Jacque, como é conhecida, veio com o marido Victor de Araruama, no litoral do Rio, onde vive atualmente com ele e um casal de filhos. De outras cidades vieram as duas irmãs e os dois irmãos – todos eles aparecem no filme, dirigido por Angela Zoé, também diretora de “Betinho – Esperança Equilibrista”.
A presença da família no documentário, dando depoimentos sobre a vida com Jcaque desde a infância, a relação com os pais, os colegas de escola, entre outros, chamou atenção.
A forma amorosa como isso se deu foi comentada no debate que seguiu à apresentação, promovido pelo jornal “Folha de São Paulo”, com participação de Jacque, Angela e Daniel Ribeiro, diretor de “Hoje Eu Quero Voltar Sozinho”.

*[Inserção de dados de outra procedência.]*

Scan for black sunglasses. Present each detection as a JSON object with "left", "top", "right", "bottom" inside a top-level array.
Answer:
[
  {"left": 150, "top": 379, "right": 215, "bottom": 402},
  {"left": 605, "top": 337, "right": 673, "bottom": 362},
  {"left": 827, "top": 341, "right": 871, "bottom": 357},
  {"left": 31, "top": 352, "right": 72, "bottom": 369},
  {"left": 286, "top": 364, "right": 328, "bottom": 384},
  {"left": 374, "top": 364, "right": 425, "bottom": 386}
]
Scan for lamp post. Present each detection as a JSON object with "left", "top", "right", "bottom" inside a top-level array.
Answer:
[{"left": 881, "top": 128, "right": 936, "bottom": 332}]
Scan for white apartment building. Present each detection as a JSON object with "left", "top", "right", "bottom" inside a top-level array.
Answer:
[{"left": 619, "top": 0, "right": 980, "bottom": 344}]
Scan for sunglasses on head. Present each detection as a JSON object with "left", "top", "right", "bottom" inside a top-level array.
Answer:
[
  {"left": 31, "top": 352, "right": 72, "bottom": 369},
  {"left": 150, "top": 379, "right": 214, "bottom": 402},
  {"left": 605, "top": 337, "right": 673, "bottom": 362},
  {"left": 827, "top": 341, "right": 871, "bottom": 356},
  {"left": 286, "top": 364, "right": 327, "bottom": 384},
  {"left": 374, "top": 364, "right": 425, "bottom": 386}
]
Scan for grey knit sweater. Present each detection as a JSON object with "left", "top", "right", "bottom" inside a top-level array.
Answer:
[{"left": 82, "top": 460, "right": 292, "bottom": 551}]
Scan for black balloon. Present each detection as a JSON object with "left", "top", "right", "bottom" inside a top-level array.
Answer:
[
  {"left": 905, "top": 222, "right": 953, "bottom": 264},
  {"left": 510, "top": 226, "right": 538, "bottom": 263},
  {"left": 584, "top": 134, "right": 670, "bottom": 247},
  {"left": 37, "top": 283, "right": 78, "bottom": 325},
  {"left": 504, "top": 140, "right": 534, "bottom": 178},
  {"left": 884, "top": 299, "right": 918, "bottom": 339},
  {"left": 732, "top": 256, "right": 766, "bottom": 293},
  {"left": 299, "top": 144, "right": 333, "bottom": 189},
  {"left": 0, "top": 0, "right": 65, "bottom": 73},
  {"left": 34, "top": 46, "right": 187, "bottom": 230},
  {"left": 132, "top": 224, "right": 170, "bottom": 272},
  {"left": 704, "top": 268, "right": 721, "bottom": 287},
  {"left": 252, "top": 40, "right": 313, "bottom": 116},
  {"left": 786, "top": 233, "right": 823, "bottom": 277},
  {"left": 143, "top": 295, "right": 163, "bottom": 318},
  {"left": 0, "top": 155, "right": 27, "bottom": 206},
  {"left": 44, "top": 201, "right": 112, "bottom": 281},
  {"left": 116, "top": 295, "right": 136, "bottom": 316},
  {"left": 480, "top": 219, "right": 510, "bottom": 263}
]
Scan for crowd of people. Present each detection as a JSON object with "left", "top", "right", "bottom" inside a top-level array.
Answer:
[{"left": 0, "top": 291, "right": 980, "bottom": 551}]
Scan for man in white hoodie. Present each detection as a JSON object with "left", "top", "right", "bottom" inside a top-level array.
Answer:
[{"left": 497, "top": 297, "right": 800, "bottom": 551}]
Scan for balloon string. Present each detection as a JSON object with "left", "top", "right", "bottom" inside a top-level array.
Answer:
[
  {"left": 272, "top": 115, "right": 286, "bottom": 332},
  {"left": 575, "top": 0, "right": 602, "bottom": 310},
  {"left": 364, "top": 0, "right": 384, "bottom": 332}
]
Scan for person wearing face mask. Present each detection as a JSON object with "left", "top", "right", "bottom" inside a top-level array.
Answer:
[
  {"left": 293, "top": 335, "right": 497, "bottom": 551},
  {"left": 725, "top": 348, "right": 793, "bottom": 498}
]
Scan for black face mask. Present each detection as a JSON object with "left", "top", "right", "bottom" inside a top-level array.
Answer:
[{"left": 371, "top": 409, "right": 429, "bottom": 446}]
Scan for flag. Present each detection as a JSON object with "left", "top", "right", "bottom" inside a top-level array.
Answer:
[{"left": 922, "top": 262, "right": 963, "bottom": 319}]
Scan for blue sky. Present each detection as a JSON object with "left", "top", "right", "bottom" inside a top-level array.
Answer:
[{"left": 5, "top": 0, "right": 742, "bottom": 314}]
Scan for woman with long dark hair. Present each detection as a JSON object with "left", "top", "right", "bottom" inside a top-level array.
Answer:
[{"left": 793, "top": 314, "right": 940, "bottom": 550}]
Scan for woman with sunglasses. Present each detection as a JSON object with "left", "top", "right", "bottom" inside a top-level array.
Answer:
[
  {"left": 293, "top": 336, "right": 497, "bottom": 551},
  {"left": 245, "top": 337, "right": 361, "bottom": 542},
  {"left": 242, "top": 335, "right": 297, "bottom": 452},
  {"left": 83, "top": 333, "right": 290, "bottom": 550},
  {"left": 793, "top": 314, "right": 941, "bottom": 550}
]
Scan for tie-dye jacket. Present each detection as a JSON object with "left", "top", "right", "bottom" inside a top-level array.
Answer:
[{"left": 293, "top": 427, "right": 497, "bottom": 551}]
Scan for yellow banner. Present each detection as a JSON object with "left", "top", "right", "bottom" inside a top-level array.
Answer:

“Foi mera coincidência a participação da família”, contou Angela Zoé. “Simplesmente, no dia em que fui a Araruama filmar, os irmãos estavam lá, porque precisaram se encontrar para resolver uma pendência burocrática. Aproveitei e gravei os depoimentos deles.”
O documentário será exibido sábado (7 de maio) na Globonews, às 20h30.